Una settimana non è bastata. E forse non ne basterà un’altra. Le polemiche dopo Juve-Inter di domenica scorsa sono ancora vive e l’arbitro Rizzoli, che ne è stato il protagonista, non fa nulla per sedarle. Anzi, in un’intervista alle “Iene”, non solo ha accettato di spiegare l’episodio relativo alla punizione di Chiellini, contravvenendo alle regole dell’Associazione italiana arbitri (Aia), ma è anche andato oltre, affermando che l’Inter ha attuato un comportamento pubblicamente conflittuale per cercare sconti. La frase esatta, riportata dalla Gazzetta dello Sport di domenica 12 febbraio, è la seguente: “Se sono d’accordo con John Elkann che dice che l’Inter non sa perdere e sta esagerando? Non credo che sia una questione di saper vincere o saper perdere. Credo che l’Inter stesse cercando di fare di tutto per scontare delle giornate di squalifica ai suoi giocatori ed è comprensibile l’atteggiamento, poi dopo i modi sono criticabili, come è criticabile l’operato di un arbitro”.

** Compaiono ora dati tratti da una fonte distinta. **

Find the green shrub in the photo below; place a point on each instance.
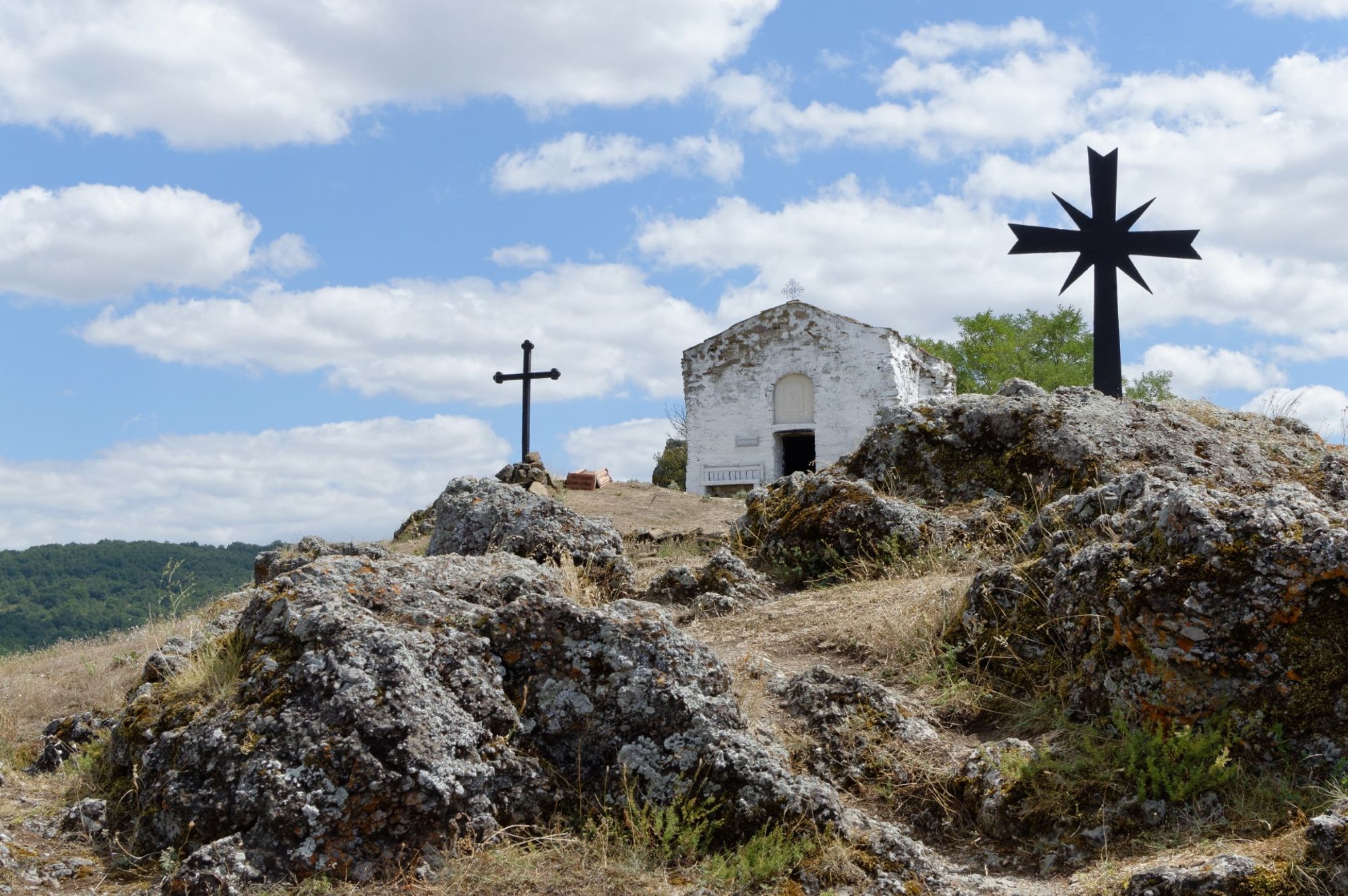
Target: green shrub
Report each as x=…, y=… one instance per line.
x=672, y=466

Ora la mia domanda è doppia. La prima: da quando in qua un arbitro accetta di fare la moviola di un episodio di una partita da lui diretta?. La seconda: tocca ad un arbitro criticare pubblicamente l’operato di un club? Io credo che Rizzoli abbia completamente perso sia la riservatezza, sia l’equilibrio. Spiegare la correttezza o meno delle decisioni spetta agli organi competenti (gli stessi che autorizzano o meno un tesserato a parlare), quanto a censurare le proteste di una società l’unico che ha l’autorità per farlo è il presidente federale, costituzionalmente dalla parte dell’istituzione.

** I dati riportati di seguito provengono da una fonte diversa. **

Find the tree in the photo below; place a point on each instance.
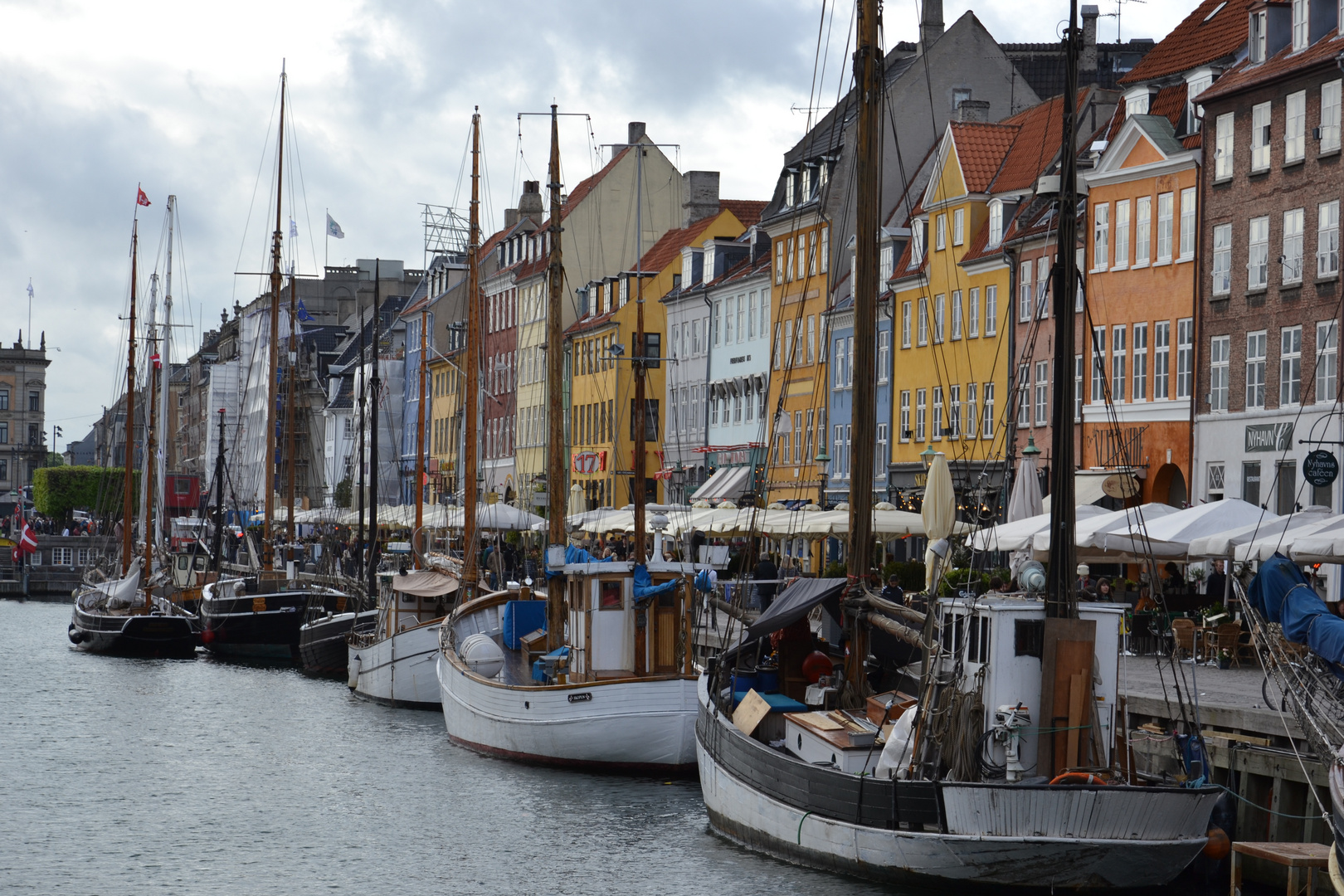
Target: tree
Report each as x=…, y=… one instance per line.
x=56, y=490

Naturalmente è inutile sperare che Rizzoli venga redarguito o sospeso, anche se le sue decisioni in Juve-Inter avrebbero meritato, secondo me, un’attenta analisi. Se, a mio giudizio, non c’era il fallo per l’intervento di Mandzukic su Icardi (il croato arriva nettamente primo sulla palla e Icardi giustamente chiede il calcio d’angolo e non il rigore), era punibile invece la trattenuta in area di Lichtsteiner su D’Ambrosio. Gli juventini lamentano un mani di Medel appena dentro l’area di rigore, ma a me, quell’infrazione è sembrata del tutto involontaria.
Dove Rizzoli ha dimostrato tutta la sua pavidità è stato sull’ultimo calcio d’angolo, quando a saltare era andato anche Handanovic. L’arbitro, ancor prima che fosse commesso un qualsiasi fallo, ha fischiato una punizione in favore della Juve. Che forse dimentica il torto subito in Juve-Milan all’andata. Anche in quel caso l’arbitro era Rizzoli che aveva annullato un gol di Pjanic (punizione) assolutamente regolare, nonostante l’indicazione contraria dell’assistente. Quanti danni deve fare questo arbitro prima di finire in panchina?